I spoke with David Byler, a data analyst and political columnist at the Washington Post, who told me these results are due, in part, to partisan affiliation and increasing political polarization. “All of that stuff has downstream effects on third-party candidates. It’s just hard for them to get a lot of votes,” he said. “And in most scenarios, even in 2016 when we had two historically really disliked candidates, the third-party candidates, Johnson and Stein, didn’t crack double digits.”
Byler added that the voters who look to third parties are generally not interested in either Democrats or Republicans, contra concerns from some liberals and anti-Trump conservatives who think Amash could play spoiler. “Some [third-party voters] are Republicans or Democrats who are protesting against the major-party candidates or feel like they can’t vote for their party’s candidate. But some of them are just libertarians, and are people whose true first preference are these third-party candidates and aren’t really as up for grabs as I think people might think.”
And even that portion of third-party voters who are “protesting” the two main parties will probably shrink this year, according to Miles Coleman, associate editor of Sabato’s Crystal Ball at the University of Virginia Center for Politics. In 2020, Democrats are less disposed to a protest vote if it means Trump staying in office. Coleman told me, “If I’m a Democratic voter and I’m not too enthused about Joe Biden, well, it’s more important that we beat Trump.”
“I don’t think that we’re going to see as much of a third-party” influence in 2020, Coleman said. “Because I think compared to 2016, both sides are going to probably be doing a better job of mobilizing their base.”
It’s worth noting another possible factor in Amash’s decision-making — though he told me he “felt confident I could win reelection” in his district, available data says otherwise.

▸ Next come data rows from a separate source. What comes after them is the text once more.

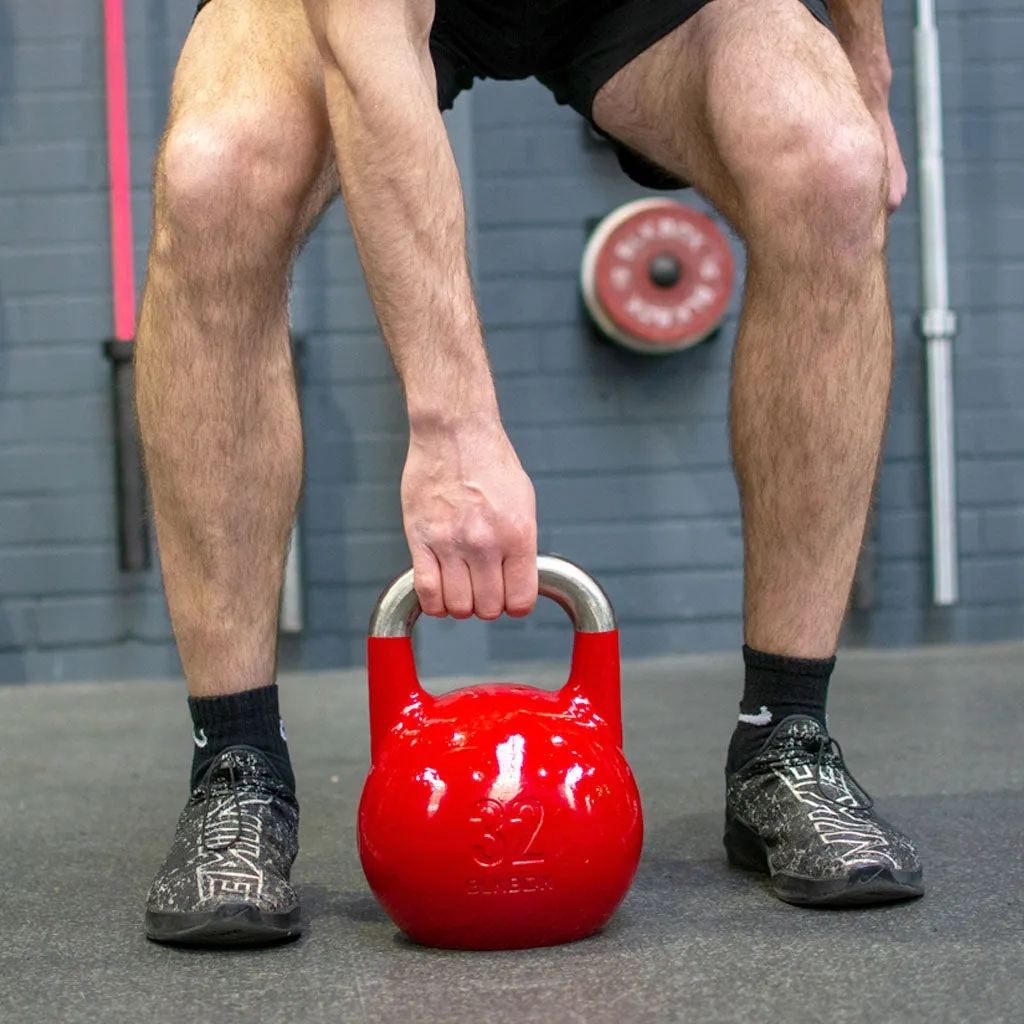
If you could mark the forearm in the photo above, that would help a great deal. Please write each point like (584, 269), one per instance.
(861, 31)
(404, 203)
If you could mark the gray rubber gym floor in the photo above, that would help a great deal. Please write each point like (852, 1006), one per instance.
(93, 776)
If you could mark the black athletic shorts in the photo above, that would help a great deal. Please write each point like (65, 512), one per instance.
(571, 46)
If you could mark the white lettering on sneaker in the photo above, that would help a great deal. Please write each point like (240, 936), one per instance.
(763, 717)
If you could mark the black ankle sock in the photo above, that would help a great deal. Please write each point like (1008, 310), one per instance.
(250, 718)
(776, 687)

Yes, Amash stopped fundraising earlier this spring in advance of a possible presidential run, but he faced an uphill battle in any case, running as an independent in a state that permits straight-ticket voting against both Democratic and Republican candidates (particularly as a Trump critic).
The preponderance of data we’ve seen suggests Rep. Justin Amash (I) no longer has a realistic path to reelection in #MI03. Perhaps he made the same determination.
— Dave Wasserman (@Redistrict) April 29, 2020
Amash told me he’s not worried about accusations that his run might keep Trump in office. “People should vote for the person they want to win,” he said. “And if someone wants me to win, they should vote for me. And if someone wants someone else to win, they should vote for that other person. It’s a pretty simple, frankly, and more choices is better for the American people.”
Moreover, he fundamentally believes that Trump and Biden represent equally bad choices for American voters.
“If people want to vote for me, they can vote for me. And if they don’t want to, they’re welcome to vote for one of the other candidates,” he said. “I think they’d be making a mistake. And I think they probably know that they’d be making a mistake voting for one of the other candidates. And I think most Americans would believe that, but that’s up to each person and they’re allowed to do whatever they want. They’re individuals.”
Correction, May 4: A previous version of this story misstated Gary Johnson’s 2016 vote total.